Takashi noted that automatically selected patches are in a gray zone in the patch-value/regression-probability tradeoff spectrum, and would like the ability to opt out of the automatic selection. Daniel liked this opt-out idea, noting that automatic selection sometimes backports cleanup patches that somehow resemble stealthy security fixes, sometimes resulting in needless regressions, and for no apparent reason. Greg believes that the reason for the backport can be deduced from the commit log:

Thus an email to everyone mentioned on the patch should include whoever chose it for -stable. Daniel believes that Cc-stable-requested-by would be preferable. Daniel also gave an example cleanup patch that resulted in a regression, and that he did not receive notification for. Sasha countered with a patch for an ugly looking splat that was not sent to -stable. Daniel pointed out that this bug happened only at driver-unload time, which only affects developers, not users. Sasha took this as his cue to unload this driver on an Ubuntu 4.18 kernel, showing the resulting warning and hang. Daniel replied “don't do that, we know about it”, adding that a proper fix would require a few years of effort. Sasha agreed that Daniel could opt his tree out of the automatic-selection process, but noted that this would mean Daniel manually handling -stable backports. Sasha also said that Daniel's tree appears to be in very good shape, and requires fewer -stable submissions than most.

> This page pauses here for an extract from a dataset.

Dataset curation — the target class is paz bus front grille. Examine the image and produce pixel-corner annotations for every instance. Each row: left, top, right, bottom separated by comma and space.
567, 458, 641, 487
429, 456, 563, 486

Sasha gave an example sound-subsystem commit, asking if it should go to -stable. Takashi would prefer to subject this one to more testing before sending it to -stable. Sasha asked if a one-month delay would suffice. Takashi suggested a few weeks after the final release. Sasha noted that waiting until a few weeks after the final release would mean that the relevant stable tree was already end-of-life (EOL). Takashi suggested ignoring such non-urgent fixes for normal stable, and sending them only to LTS once it has been confirmed to be sufficiently stable. Thomas Gleixner agreed with Takashi that sending non-urgent fixes to near-EOL stable trees is pointless. Sasha noted that kernels are released every couple of months, and that normal stable goes EOL a week or two after the next kernel is released, which means Takashi's suggested wait time means ignoring most fixes.

Sasha Levin suggested a stable-next that followed mainline more closely than does -stable, thus pretesting the backports to real -stable. In response to Greg's “patch Tuesday” comment, Sasha suggested changing the current version's name from “Merciless Moray” to “Microsoft Linux”.

Further discussion included the merits of old KABI-stable kernels, -stable release cycle length, improving stability trends and costs of further improvements, and relation to embargo process and CVE management.